Following my experiments with cancer weed on my own body I would no longer be worried that  an  anal passage would be perforated by “the treatment”.  I believe that cancer weed works with the body’s immune system not only to kill and remove cells which are completely cancerous but also to restore slightly cancerous cells to their former useful roles within the body.

The molecule in the cancer weed which successfully fights cancer has been isolated and a gel, Picato®, has been produced which is effective against skin cancer.  However, readers must be warned that the sap in the cancer weed, although effective against cancer, is much stronger than the synthetic version used in the gel and it is an alkali poison.  If you decide to use it on yourself or your horses you do so, like I did, at your own risk but the results can be life saving.

A Brief History of my Experience with Cancer and Treating it with Cancer Weed

I was diagnosed with breast cancer nearly 26 years ago and after a few weeks of frantic reading of medical and non medical literature on cancer, I decided against operations or chemotherapy.  Fortunately, my husband who has a science degree joined me in the reading and research into cancer treatments and supported me in my decision to learn to live with cancer by boosting my immune system, rather than subjecting my body to  invasive treatments which could not cure cancer but were likely to hasten my death, or ruin my quality of life and maim my body.

For the first year after my cancer diagnosis, I had weekly visits to a specialist physician who supported my view that invasive cancer treatments were not advisable while there was no cure for cancer.  This physician did remind me, that my cancer was malignant which meant that other lumps would appear in the future and that my only hope of recovery would be the finding of a cancer cure. I didn’t just wait for a cure to be found, I went looking for one by experimenting on myself and my horses with cancer weed which has a very long history of being an effective treatment at least for skin cancers.

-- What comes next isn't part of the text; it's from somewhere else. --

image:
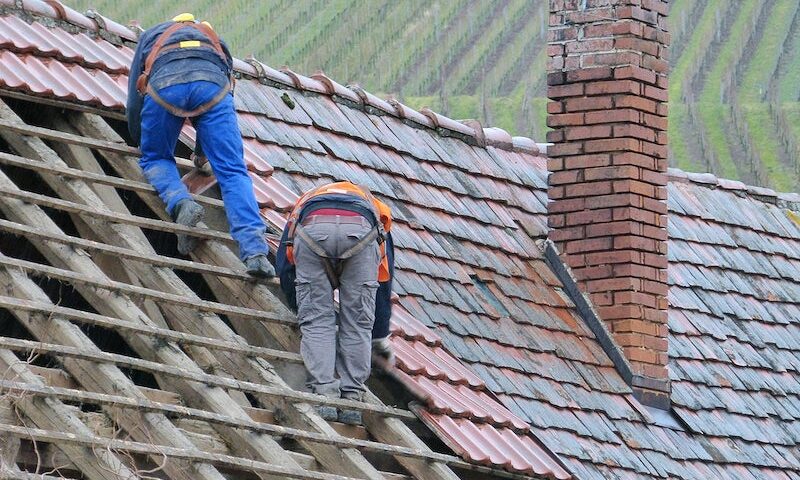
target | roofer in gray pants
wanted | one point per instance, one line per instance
(336, 238)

Because of the success of the cancer weed treatment in curing cancers on horses I started using it  on my own skin cancers which also vanished after a few treatments.  When the cancer lumps associated with breast cancer did start appearing on various parts of my body about 16 years ago I was ready to also  treat them with cancer weed.  (It is interesting to note that Australian researchers have discovered that the immune system plays an important role in isolating and destroying the “cancer” blood vessels and the cancers once the cancer weed has “tagged” them).  I also found that many of the substances used in skin creams and medications destroyed the molecule before it could attack the cancer. For instance I discovered that antiseptic creams tended to “heal and activate the cancers” rather than healing me and protecting my sores from infection!

My cancer weed treatment has obviously been successful.  I turn 72 in July and I am still actively working with and riding my horses   I now feel qualified to write about living with cancer, which I have done for the past  twenty five years. During these years me and my immune system have been actively working  against  cancer with welcome help from cancer weed.